In a very real sense "On The Road" is a warning for those who Kerouac later despised when the book's success made him a famous guru for the desperate runaway baby boomer romantics, who refused to see the damage of Moriarty's trip into the unknown and the scars left by brothers adrift. They chose to ignore the visage of a resolved Paradise (the name is no coincidence) shuffling off into the womb of domestic bliss, arm in arm with his new girl to sip hot tea in her inviting upstairs apartment where he (Kerouac) will mature into the writer he longs to be.

And that is, beyond all else, "On The Road"'s lasting legacy; the naked force of the writer's vision. The bold leap for a post-war, relatively unknown novelist to challenge the structure of his art in order to express the forgotten faces of a burgeoning American Century; the dark faces, the soft faces, the young faces, the failed faces, the wild faces, and ultimately the face in the mirror, strung out on fractured dreams in steamy gin joints and lonely highways and endless nights teetering between revelry and misery -- thrashing it together in one long scroll over three weeks, after several painstaking revisions, to finally rescue the honesty in the experience, warts and all.

This is why the feral call of jazz music reverberates as the central theme in Kerouac's travels. His uniquely spastic descriptions of the music and its emotional affects move the narration along as if swept up in a wave, giving credence to Kerouac's beloved "spontaneous prose" and its concussive affect on the reader.

But tall tales of Kerouac jacked on speed and controlled madness whipping off phrasing and imagery in Herculean spurts in mere weeks are greatly exaggerated. While he did unfurl his "scroll version" of the novel in 1950 (released this summer as "On The Road -- The Original Scroll") the final published version we know today was carefully revised several times and in many voices.

"Kerouac's often been accused of having a rather shallow view of jazz," Leland explains. "That his idea of jazz is some primitive guy blows whatever's in his head and gets off the stage. But if you look at the way jazz musicians really put together their solos, with tremendous wood-shedding beforehand, working out phrases or connections or ideas through hours and hours of practice and then putting them together in some kind of spontaneous way onstage in a solo, but not inventing everything whole cloth, that's the way Kerouac wrote 'On The Road'. He'd written a lot of these scenes in his journals or his letters, and even in previous drafts of the book, but he cranked them all together fast in ways that probably felt new to him in the composition, so that draft becomes a performance, and that gives the book its pace and feel."

Still, as Leland puts it, the book's staying power in the American consciousness, whether selling khakis for The Gap or an escape route for youth, is rooted in a deeper "longing for a place in this world and a direction, a sense of meaning, an idea -- and that questioning of how you are going to get on as a man in the world, what type of man are you going to be, that will allow you to live an authentic life.
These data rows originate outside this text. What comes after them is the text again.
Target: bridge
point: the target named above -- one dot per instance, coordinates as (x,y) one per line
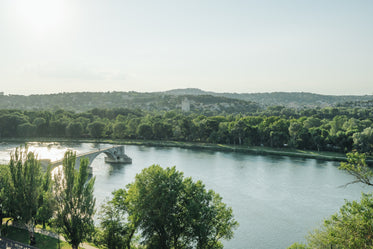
(113,154)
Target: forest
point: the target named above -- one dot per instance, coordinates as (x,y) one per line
(337,129)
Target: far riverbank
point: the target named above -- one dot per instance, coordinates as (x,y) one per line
(257,150)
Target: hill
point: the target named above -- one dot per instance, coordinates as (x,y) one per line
(288,99)
(195,100)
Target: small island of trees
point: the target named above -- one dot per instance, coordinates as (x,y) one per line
(160,209)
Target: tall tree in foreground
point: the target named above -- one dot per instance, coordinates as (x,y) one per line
(171,212)
(24,188)
(358,168)
(352,226)
(4,174)
(76,204)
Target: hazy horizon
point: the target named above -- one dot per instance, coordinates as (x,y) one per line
(55,46)
(66,92)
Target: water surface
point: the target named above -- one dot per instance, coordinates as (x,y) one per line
(276,199)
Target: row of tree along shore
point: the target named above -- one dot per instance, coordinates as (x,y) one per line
(160,209)
(255,150)
(338,130)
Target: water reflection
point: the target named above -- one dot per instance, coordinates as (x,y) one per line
(276,199)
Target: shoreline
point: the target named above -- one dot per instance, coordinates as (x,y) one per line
(257,150)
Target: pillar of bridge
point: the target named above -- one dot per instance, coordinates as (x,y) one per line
(117,155)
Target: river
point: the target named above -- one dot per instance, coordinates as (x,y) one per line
(276,199)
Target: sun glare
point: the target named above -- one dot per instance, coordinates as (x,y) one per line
(40,16)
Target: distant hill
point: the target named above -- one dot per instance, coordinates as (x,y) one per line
(84,101)
(288,99)
(196,100)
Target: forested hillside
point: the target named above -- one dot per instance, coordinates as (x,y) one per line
(329,129)
(289,99)
(85,101)
(209,103)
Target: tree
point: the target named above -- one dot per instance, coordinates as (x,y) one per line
(351,227)
(119,129)
(74,129)
(96,129)
(357,167)
(171,211)
(363,141)
(4,174)
(25,188)
(116,230)
(76,204)
(46,200)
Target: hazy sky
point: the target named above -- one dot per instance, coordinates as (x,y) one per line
(320,46)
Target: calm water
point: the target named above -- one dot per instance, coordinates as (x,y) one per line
(276,199)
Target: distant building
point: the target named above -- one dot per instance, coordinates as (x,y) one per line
(185,105)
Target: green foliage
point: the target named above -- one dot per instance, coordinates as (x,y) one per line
(76,204)
(169,211)
(24,188)
(96,129)
(350,228)
(334,129)
(4,198)
(47,202)
(357,167)
(298,246)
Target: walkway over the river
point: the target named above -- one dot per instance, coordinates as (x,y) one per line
(114,154)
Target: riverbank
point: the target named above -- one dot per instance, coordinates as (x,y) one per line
(257,150)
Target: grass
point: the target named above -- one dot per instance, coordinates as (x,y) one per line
(42,241)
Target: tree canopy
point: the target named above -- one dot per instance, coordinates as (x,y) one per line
(169,211)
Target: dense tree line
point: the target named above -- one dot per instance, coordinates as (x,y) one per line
(30,196)
(329,129)
(168,210)
(351,226)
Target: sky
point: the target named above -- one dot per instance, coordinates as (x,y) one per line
(318,46)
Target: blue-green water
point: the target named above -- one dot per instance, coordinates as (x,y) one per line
(276,199)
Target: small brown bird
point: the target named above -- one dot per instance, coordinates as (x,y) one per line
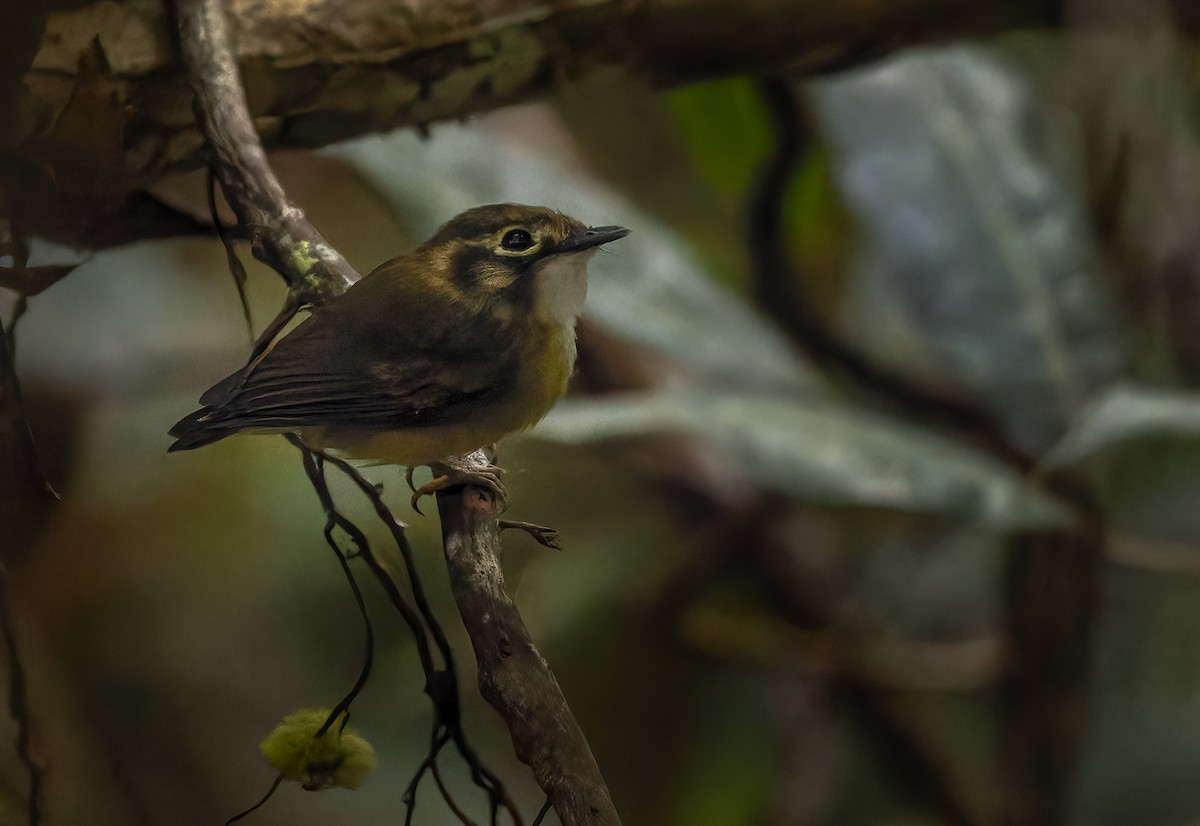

I think those questions are as elusive to us and as relevant to us today as they ever were."

"On The Road" wasn't the first "road" story, and it certainly won't be the last. Homer, James Joyce, Henry Miller, and many others have hit the mark -- some of them an obvious influence on Kerouac's winding tale. Hell, I even wrote one that unabashedly heisted from those guys. But there is something eminently penetrating in the American spirit that Saint Jack tapped into 50 years ago. When he hit the road in 1947, a decade before the novel's publication, this was a very different country to travel. By '57 the highway system would eradicate our mysterious back roads and the quaint towns they led us through would begin to die out, leaving an homogenized nation bloated with malls and fast food chains, stripped of individuality and geographical pride, and a vast underbelly of furtive wanderers would be left to fade like the ghost of Dean Moriarty to haunt the pages of this most extraordinary book.